SAYI 23 / 20 Aralık 2004

 

KIBRIS BARIŞ GÜNÜ MİTİNG KONUŞMASI / 29.9.2004

Nicos Anastasiou*


 

Sevgili dostlar,
Burada bulunan herkese teşekkür etmek istiyorum. Farklı yerlerden başladığımız Barış çağrımızın finaline ulaştığımız halde, bu güzel gecede yeniden birlikteyiz. Bu gece ne Kıbrıslı Türk ne de Kıbrıslı Rum göremiyorum. Bu gece Orastesi ve Menteshi , Kyriakos ve Mustafayı görüyorum. Bu gece Laleyi ve Sandrayı ve Chail ile Elenayi görüyorum. Bu gece Kıbrıslı yüzleri ve yüzlerde okunan ve yaşanan barışın değerli yaşam tarzını görüyorum. Bu gece birlikteliğin bir düş değil gerçeğe dönüşünün gerçekliğini görüyorum. Politik çözümden önce, politik çözüm sırasında ve sonrasında barışı inşa etmeye ihtiyacımız olduğuna inanıyoruz ve bu nedenle elimizden geleni yapmaya devam ediyoruz. Şimdiye kadar ola gelen haksıklıklara, kadere ve nefrete karşı barışı kalkan olarak kullandık ve kullanıyoruz. Birçok savaş kahramanlarımız var. Gerçekten ihtiyacımız olan ise barış kahramanları ve işte sizler bu gece burada bizimle birliktesiniz.
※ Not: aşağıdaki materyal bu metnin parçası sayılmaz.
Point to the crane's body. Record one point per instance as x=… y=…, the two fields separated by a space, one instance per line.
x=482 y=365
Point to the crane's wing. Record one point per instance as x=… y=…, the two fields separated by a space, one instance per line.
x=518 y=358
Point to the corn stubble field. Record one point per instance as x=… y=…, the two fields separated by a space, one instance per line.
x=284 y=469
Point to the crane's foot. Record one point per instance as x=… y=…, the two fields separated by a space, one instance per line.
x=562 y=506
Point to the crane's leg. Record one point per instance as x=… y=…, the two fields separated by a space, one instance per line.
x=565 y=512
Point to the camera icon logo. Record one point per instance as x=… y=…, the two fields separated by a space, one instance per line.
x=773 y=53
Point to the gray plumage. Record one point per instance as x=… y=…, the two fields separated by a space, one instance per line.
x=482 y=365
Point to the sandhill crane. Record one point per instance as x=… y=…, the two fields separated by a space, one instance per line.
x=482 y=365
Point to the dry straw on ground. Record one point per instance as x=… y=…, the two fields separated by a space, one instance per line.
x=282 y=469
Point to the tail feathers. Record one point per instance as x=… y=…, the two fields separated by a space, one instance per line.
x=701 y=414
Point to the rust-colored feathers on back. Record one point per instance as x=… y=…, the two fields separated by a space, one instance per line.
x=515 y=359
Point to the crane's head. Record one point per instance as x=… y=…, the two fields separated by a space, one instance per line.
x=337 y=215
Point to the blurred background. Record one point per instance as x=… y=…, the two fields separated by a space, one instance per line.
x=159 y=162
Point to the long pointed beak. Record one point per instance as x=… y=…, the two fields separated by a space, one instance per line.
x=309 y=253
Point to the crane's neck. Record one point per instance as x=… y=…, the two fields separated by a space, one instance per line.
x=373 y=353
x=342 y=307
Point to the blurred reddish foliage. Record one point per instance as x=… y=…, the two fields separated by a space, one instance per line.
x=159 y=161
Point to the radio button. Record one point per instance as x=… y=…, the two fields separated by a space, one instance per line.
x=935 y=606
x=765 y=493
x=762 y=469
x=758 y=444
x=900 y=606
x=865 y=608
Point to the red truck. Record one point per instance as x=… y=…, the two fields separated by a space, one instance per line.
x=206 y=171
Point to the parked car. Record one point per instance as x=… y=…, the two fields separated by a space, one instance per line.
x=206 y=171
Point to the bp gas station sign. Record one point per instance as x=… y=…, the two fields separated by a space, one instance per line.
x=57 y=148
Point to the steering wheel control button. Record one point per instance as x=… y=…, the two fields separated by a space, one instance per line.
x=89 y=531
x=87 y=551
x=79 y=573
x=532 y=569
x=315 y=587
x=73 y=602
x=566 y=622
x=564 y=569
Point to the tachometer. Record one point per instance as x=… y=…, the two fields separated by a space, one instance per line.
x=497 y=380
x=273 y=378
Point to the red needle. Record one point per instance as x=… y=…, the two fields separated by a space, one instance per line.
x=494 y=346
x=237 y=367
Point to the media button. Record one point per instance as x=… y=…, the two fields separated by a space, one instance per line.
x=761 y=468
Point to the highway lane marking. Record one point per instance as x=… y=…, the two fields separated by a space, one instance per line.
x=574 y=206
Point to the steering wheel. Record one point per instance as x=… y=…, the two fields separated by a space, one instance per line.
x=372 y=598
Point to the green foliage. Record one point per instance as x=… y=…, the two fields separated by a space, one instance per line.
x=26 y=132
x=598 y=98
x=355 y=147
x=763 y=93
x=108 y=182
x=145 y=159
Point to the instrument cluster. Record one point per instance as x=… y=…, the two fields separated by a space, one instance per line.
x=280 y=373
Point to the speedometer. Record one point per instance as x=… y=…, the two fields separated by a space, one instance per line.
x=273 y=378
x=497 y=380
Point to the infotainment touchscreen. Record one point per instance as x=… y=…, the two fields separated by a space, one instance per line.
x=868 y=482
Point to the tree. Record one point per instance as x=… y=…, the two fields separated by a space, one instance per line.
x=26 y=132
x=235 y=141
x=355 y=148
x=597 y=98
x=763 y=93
Bu gece yüzyıllardır Kıbrısta çocuklarımıza karşı işlenen şuçla ilgili konuşmak istiyorum. Her iki tarafta da sistemli bir şekilde işlenen ve kullanılan zavallı kurbanların acısını birlikte yaşadık ve adamıza anlaşmayı ve çözümü de yine birlikte getireceğiz. Her iki tarafta da sadece kendi tarafımızda olan acıları diğer tarafı suçlayarak yaşadık. Yaşanan savaş acıları en korkunç şekliyle kaydedilip, en ince ayrıntılarına kadar çocuklarımıza gösterildi. Bazıları buna tarih diyor. Bazıları bunların asla telafi edilemeyecek acılar olduğunu söylüyorlar. Fakat bunlar öykünün sadece bir tarafı- sadece tek taraflı. Buradaki en önemli husus ise bu tek taraflı seçilmiş öykülerin en büyük acıyı da beraberinde getirmiş Hepimiz barış ve çözüm isteyen tüm Kıbrıslılar bütün bu acıları geride bırakmalıyız ve barış dolu çözüme giden yolu hep birlikte inşa etmeye yılmadan usanmadan devam etmeliyiz. Kendi yaşadığımız acılarımız bizi kör ettiğinden öteki tarafın da en az bizim kadar acı çektiğini görmez olduk. Kendi acımızın en önemli acı olduğuna inandığımızdan sadece kendimizin bu acıları yaşadığına kendimizi inandırdık. Oysa acılarımız da ortak barış dileklerimiz de. Dikkatlice seçilip önümüze koyulan olaylar doğrultusunda büyük bir yalana da ortak olduk şimdiye kadar ve ötekileri hep barbar gördük. Tek taraflı bakış açısıyla büyüyen çocuklarımız hep öteki tarafı suçladı ve hep düşman gördü. Güvenilmemesi gereken taraf olarak gördü, çünkü bize karşı öteki taraftan korkunç suçlar işlenmiş olduğuna inandı. Bu yanlış inanış ve düşmanlıklar sistemli bir şekilde büyüyüp gelişti ta ki bu günlere gelene kadar. Artık birbirimizle savaşmıyoruz. Artık birbirimizin yüzlerine boyanan şeytan maskelerini söküp attık.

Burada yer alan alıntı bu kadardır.